Thank you in advance!
This cake is easy peasy even though its not even near the Holiday’s JUNE 2nd 2019 but it looks so good and I had all he ingredients I went ahead. Very good cake will make it again closer to Thanksgiving..
Shirley – I am the same way! I don’t even care if pumpkin is a “fall” thing. Sometimes you just want what you want – ha! Thank you so much for commenting!
It should be refrigerated (anything with milk, eggs, or cream should be refrigerated)
Dies this have to be refrigerated if made ahead of time?
yes, it should be refrigerated – anything containing milk, eggs, or cream should be refrigerated
Have made this several times and absolutely love it!!! Do you think I could make it in muffin tins for individual servings? Would the bake time change?
Ya know, I have never tried it as muffins. You would definitely need to adjust baking time. If you give it a try, I’d love to hear how it turns out for you!
Can this be baked and then frozen?
This is my family favorite dessert. And I got the recipe from my church.and every Thanksgiving and Christmas I make it up. And tried it with pumpkin pie spice and that way is good as well. Had a family reunion the one year I made it up and came home with a few pieces. If you need a sugar free dessert I can make it up both ways. .
It turned out AMAZING! I will certainly be adding to my fall repertoire!
I decided to mix all the ingredients and added some raisins and poured the batter in a baking dish and bqked it for 50 minutes. Came out delicious.
Came out really well! Thanks for an easy & quick recipe!
Can you use spiced cake with pudding in the mix?
This is for sure so quick and easy. I simply added less sugar in the pumpkin mix. It’has been hard to find spice cake mix so I used a yellow mix and added pumpkin pie spices in the cake mix. I also topped with pecans. So quick and easy. Also, for a gluten free option, use gluten free cake mix. Makes a little less so just reduce butter. I kept the same amount of everything else because you can never have enough pumpkin lol!
Look delicious, cant wait to make it. Just curious, do you serve as is or with a scoop of ice cream? I feel like most dump cakes serve with ice cream just wondering what everyon else does? TIA
Is it better to bake this in a glass pan verses a metal one, and is there a difference in baking time and temperature?

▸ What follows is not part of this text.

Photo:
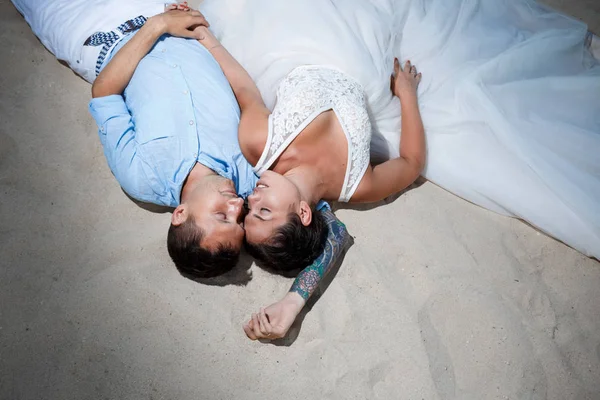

can this be frozen, if not about how long will it keep in the before it becomes soggy.
I anxiously await your reply,
Had this cake today. It was wonderful. I got the recipe and will make it soon
This is great! Very easy, better than pumpkin pie. Perfect for Thanksgiving make ahead.????
I totally agree Carolyn! A nice alternative for sure 🙂
Novice, novice cook here, so I have to ask. The picture of the ingredients shows 2 sticks of unsalted butter but the ingredients just say “butter”. Which is it? Or can you use either? — Thanks. Kathleen
Hi Kathleen! That’s a totally valid question! Here is always my answer on what kind of butter to use: use what you usually buy. If you have only salted butter on hand, use that. If you have unsalted butter, use that. I’ve used both and cannot really tell much of a difference at all in this. The salted butter does not have so much salt in it that it will change the flavor of this recipe. I think it actually balances out the flavors, to be honest. I just don’t like folks to have to go out and buy special butter just to make a recipe. But it does need to be real butter, not margarine. 🙂
This is delicious! I have made it twice. I know I’ll make it again soon. Four other people have requested the recipe! Yummy!
Glad it was a hit for you.
Wow! This was so easy to make and soooooo delicious!!! I added pecans to the recipe and my dinner guest's were raving about it. This recipe is gonna be added to my Thanksgiving dessert menu for sure!
Thanks for having an easy to find and print recipe. Most recipes are so difficult to find a printable page for them.
just went in oven cant wait
We made this instead of pumpkin pie. It is our new favorite – thank you!!
WHOA! THIS IS ABSOLUTELY DELICIOUS!!